I’ve been talking to and interviewing quantum computing scientists for years, including some working on secret government projects. They used to regularly update me on their progress. They wouldn’t give me any details beyond generalities. I would routinely ask them, “Have we achieved the quantum crypto break?” They would not comment fully or publicly, more than one indicated that they had not. Then in June 2018, all those same people suddenly went silent.

So, as of June 2018, not only did my long-time sources go quiet, but so did the public website showing progress on qubit counts. After making steady progress for years, am I supposed to believe all the different quantum computing teams have hit some technological block toward achieving more stable qubits?

This feels far more like the calm before the storm.
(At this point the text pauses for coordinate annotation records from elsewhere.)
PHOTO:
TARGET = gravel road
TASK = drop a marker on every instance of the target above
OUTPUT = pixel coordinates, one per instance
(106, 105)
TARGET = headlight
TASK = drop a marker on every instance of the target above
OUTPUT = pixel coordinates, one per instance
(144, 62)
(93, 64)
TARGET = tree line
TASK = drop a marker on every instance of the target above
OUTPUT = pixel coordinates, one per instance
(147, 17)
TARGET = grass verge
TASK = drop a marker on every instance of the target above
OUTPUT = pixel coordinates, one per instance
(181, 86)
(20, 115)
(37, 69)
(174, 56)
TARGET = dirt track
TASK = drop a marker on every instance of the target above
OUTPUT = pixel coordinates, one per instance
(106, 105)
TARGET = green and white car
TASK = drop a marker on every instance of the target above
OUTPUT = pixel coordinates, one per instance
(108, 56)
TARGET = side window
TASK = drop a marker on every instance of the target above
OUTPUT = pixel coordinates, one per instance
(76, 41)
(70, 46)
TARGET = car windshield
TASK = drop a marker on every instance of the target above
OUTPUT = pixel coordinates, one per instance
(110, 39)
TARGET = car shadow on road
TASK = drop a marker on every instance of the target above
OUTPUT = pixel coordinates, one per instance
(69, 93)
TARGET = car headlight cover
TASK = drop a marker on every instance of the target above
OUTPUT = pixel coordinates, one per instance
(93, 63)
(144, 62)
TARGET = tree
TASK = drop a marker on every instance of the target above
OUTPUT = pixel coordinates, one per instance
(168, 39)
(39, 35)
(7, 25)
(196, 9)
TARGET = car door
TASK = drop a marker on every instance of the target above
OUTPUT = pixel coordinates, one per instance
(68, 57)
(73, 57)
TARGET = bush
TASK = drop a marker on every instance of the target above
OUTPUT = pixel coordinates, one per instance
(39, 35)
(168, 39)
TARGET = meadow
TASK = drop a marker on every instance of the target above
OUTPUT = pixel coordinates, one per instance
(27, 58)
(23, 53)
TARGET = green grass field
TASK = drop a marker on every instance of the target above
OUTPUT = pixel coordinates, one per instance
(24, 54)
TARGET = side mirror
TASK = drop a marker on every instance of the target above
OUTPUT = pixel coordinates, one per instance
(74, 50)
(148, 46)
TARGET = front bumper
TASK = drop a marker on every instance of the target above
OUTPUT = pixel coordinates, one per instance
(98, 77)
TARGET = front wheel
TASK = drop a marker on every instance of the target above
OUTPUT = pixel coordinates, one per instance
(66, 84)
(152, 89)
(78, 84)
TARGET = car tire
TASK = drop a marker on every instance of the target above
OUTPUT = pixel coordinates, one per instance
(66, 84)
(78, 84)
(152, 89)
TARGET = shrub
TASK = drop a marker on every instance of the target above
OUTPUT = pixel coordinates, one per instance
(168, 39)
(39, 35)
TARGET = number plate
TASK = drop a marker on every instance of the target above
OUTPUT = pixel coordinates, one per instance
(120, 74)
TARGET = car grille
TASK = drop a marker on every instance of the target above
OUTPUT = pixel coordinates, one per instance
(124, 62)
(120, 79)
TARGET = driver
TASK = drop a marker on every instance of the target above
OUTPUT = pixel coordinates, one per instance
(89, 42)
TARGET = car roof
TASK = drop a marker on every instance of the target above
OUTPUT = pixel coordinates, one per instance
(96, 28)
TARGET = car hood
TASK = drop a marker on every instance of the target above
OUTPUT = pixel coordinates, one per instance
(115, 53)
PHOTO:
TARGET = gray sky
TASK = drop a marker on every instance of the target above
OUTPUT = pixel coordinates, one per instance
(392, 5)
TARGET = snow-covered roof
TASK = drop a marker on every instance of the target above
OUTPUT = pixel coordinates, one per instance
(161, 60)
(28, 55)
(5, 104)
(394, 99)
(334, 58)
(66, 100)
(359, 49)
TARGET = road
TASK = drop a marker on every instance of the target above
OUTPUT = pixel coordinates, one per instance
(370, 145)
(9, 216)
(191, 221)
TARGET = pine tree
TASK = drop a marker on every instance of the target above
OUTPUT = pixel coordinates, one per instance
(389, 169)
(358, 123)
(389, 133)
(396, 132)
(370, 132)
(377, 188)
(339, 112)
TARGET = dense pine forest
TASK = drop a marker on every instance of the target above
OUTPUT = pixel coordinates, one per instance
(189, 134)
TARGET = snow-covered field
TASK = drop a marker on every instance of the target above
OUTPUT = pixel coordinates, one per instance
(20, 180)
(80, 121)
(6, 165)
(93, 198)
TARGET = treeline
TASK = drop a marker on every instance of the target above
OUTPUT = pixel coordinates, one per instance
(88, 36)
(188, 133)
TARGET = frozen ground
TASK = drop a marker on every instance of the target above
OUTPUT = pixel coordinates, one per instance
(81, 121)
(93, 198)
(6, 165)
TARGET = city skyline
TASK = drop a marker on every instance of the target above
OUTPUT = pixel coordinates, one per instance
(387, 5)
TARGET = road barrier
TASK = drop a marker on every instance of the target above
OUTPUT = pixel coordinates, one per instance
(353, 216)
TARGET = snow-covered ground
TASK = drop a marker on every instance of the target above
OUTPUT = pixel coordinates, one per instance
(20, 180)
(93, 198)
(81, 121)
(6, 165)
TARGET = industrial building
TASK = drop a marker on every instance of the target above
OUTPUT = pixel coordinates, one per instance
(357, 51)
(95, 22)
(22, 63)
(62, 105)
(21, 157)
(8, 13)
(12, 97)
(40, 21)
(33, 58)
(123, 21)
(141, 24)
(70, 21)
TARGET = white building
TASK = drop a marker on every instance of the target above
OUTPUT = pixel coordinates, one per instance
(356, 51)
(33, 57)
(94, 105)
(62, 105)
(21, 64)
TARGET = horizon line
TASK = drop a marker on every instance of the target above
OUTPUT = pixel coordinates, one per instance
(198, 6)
There is a good chance that multiple teams have made significant progress, but they are being forced to a vow of secrecy.

I love our government, but the National Security Agency (NSA) and the National Institute of Standards and Technology (NIST), which is in charge of national crypto standards and the move to quantum-resistant ciphers, have a long history of accomplishing significant crypto achievements and keeping us in the dark. Heck, they didn’t reveal that they had obtained asymmetric cryptography a few years before the Diffie-Hellman public declaration in 1976 until a few years ago.

The NSA has the dual objectives of making new crypto achievements, including breaking trusted cryptography, and also protecting us against other nation’s cryptographic achievements. But 90% of its resources are focused on breaking secrets and only 10% on protecting us. Again, when given the chance to better protect us by telling us that they have obtained a cryptographic achievement and keeping it secret so they could use it against their targets, they keep things secret for as long as possible.

It’s hard to have two major, counter objectives and do both perfectly. I believe that if the NSA (or China) had obtained the quantum crypto break, there is no way they would tell anyone else. It would be counter to their primary objective of reading their target’s secrets. You could even say that it would be negligent for them to reach the quantum crypto break and publicly reveal it before they have to.

Once we finally learn the true quantum crypto break timeline, many years from now, we will learn that some government achieved it far earlier than the rest of the world knew. History is replete with this sort of examples.

No, I don’t know for sure if we’ve already achieved the quantum crypto break. It’s probably only three years or less away, but it wouldn’t at all surprise me if it’s already been done. We’ve got quantum mechanics. We’ve got quantum computers. We’ve got qubits. The hardest part has already been done. Getting more stable qubits just doesn’t seem nearly as difficult.